Огонь в затемненном городе (1970), стр. 24

— …в конце концов мы слишком хорошие друзья, чтобы так глупо препираться.

Стало ясно, что теперь я обязательно должен что-то ответить. Нельзя было обходиться одним сопением. И я ответил:

— С тобой уж я бы хотел препираться с самую последнюю очередь.

— Тогда все в порядке, — сказала Линда.

И я тут же почувствовал, что все действительно в порядке.

Некоторое время мы шли молча.

— Зачем тебе нужны были эти заколки? — вдруг спросила Линда.

— Ах, знаешь… — ответил я, стараясь придать голосу как можно более безразличное выражение. — Я хотел показать один маленький фокус, но…

— Если не хочешь, не говори, — прервала меня Линда. — Я только хотела проверить, доверяешь ли ты мне.

— Доверяю.

— Может быть.

— Я правда доверяю тебе.

— Может быть.

Нет, все вовсе не так хорошо, как было только что!

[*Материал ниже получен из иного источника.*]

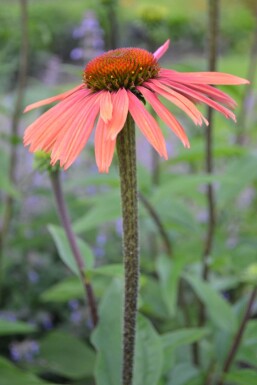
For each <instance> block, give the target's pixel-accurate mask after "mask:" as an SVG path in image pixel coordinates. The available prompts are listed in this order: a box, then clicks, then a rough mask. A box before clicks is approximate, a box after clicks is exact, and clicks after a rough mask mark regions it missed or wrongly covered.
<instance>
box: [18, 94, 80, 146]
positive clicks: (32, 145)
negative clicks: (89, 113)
mask: <svg viewBox="0 0 257 385" xmlns="http://www.w3.org/2000/svg"><path fill="white" fill-rule="evenodd" d="M86 98H87V92H84V90H79V91H77V92H76V93H74V94H72V95H70V96H68V97H67V98H66V99H65V100H63V101H61V102H60V103H58V104H57V105H56V106H54V107H52V108H50V109H49V110H48V111H47V112H45V113H44V114H43V115H41V116H40V117H39V118H38V119H36V120H35V122H34V123H32V124H31V125H30V126H29V127H28V128H27V129H26V131H25V134H24V145H25V146H27V145H29V144H30V145H31V146H30V151H32V152H34V151H37V150H38V149H44V147H45V146H47V147H49V142H50V141H52V140H53V139H54V138H56V137H57V135H58V133H59V132H60V130H61V129H62V127H63V126H64V125H65V123H67V120H68V119H73V118H74V115H76V113H77V110H78V104H79V103H80V102H83V100H84V99H86Z"/></svg>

— Почему ты говоришь «может быть»?

— Потому что знаю, зачем вам нужны были заколки.

— Значит, ты догадалась?

— Да. И я заметила, что во время речи Мяэ Олева не было в зале.

Странно. Конспирация конспирацией, но я вдруг обрадовался, что мне не надо скрывать эту историю от Линды. Тем более, что ведь Линда оказалась нашей соучастницей — заколки-то были ее.

— Знаешь, Линда, — я вдруг с жаром принялся объяснять, — я тебе доверяю. Я совершенно в тебе уверен. Но ведь доверять человеку не означает, что надо сразу выкладывать ему все, что у тебя на душе. К тому же этот фокус с заколками больше принадлежит Олеву, чем мне. Я сначала даже сам не знал, что он собирается с ними делать. А тайну друга нельзя выдавать никому, даже другому другу, каким бы хорошим и надежным этот второй друг ни был.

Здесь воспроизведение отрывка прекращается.